Bir kere mevcut Anayasa, 1982’de kabul edilmiş olmakla birlikte üzerine kurulu olduğu anayasal düzenin yüz yıllık bir geçmişi var. Antidemokratik, tek tipçi, merkeziyetçi, devlet ve güvenlik eksenli ve jakobendir. Bu sistemin bir teşkilatlanma yapısı vardır ve neredeyse tüm anayasalarda korunmuş halde bugüne gelmiştir. Bu teşkilat yapısı anayasanın “temel haklar” kısmında değil, “cumhuriyetin organları” kısmında yer alır. 1982 Anayasası’nda bu güne kadar 17-18 değişiklik yapılmıştır. İki buçuk tanesi dışındakilerin tamamı temel haklarla ilgili kısımda gerçekleşmiştir. Yani yapısal değişiklikler değildir. Bu istisnalardan “buçuk” olanı 1987 yılında gerçekleşmiştir. Turgut Özal zamanında anayasanın değiştirilmesi kolaylaştırılmıştır. O olmasaydı, 2010 yaşanmazdı. İkinci yapısal değişiklik 2007 yılında yapılmıştır. Cumhurbaşkanının halk tarafından seçilmesi esası getirilmiştir ki, bunun yapısal boyutunun önemini, “27 Nisan bildirisi” ve “Cumhuriyet Mitingleri”ne bakarak anlamak mümkündür. Sonuncusu ve en önemlisi de 2010 değişikliğidir. Yargısal alanda yapısal değişim gerçekleşmiştir. Ancak bunlar bütün bir sistemde kısmi değişikliklerdir, sistem ise olduğu gibi durmaktadır. Kriz üretmeye adaydır ve toplumsal taleplere cevap verme kabiliyeti yoktur. Bu sistemle Türkiye yürüyemez...

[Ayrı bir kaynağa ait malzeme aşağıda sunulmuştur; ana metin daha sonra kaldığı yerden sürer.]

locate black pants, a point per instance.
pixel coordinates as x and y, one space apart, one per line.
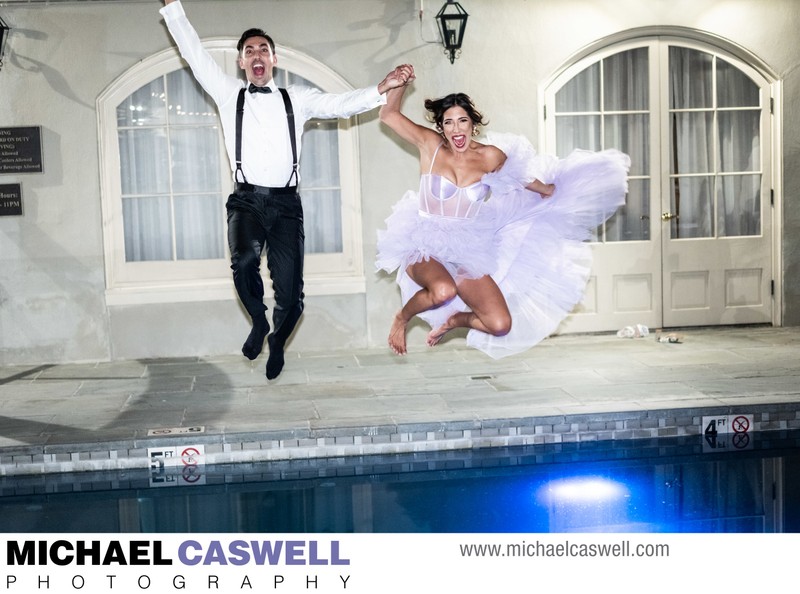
271 218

> Toplum nasıl bir anayasa istiyor?

Bence toplumun nasıl bir anayasa istediğini anlamak için, kurtulmak istediği düzene bakmak yeterlidir. Antidemokratik, tek tipçi, ideolojik, merkeziyetçi, devlet ve güvenlik eksenli ve jakoben bir sistemden kurtulmak istiyorsa, demek ki demokratik, çoğulcu-katılımcı, ideolojisiz, ademi merkeziyetçi, insan ve toplum merkezli ve toplumun taleplerine göre çalışan bir anayasal düzen istiyor. Böyle bir düzenin toplumsal barışı sağlayabileceğini, aynı zamanda bölgemize örnek oluşturabileceğini söylemek yanlış olmayacaktır.

> Meclis’teki partiler dâhil olmak üzere herkes yeni bir anayasa istemesine karşın, her kesimin “işte benim anayasam” diyebileceği bir metin niye ortaya çıkmıyor?

Meclis çalışıyor. Uzlaşma komisyonu kurulmuş vaziyette. Nisan sonuna kadar toplumu dinleyecekler. Ondan sonra bir metin üzerinde çalışacaklar. Yani böyle bir yargıya varmak için henüz çok erken. Ancak şunu söylemek lazım, eğer bu komisyonda partiler kendi ideolojik tutumları ve parti politikalarına öncelik verip toplumsal talepler yerine kendi pazarlıkları temelinde bir anayasa oluşturmaya kalkarlarsa bu toplumun kuruculuk yetkisini ortadan kaldırma anlamına gelir. Toplumsal talepleri esas alırlarsa kavga etmelerine gerek kalmadan asgari ortak paydada buluşan bir anayasa ortaya çıkarabilirler.

> Yeni Anayasa’nın inşası konusunda her partinin “kırmızı çizgileri” var. Bunlar aşılabilir mi?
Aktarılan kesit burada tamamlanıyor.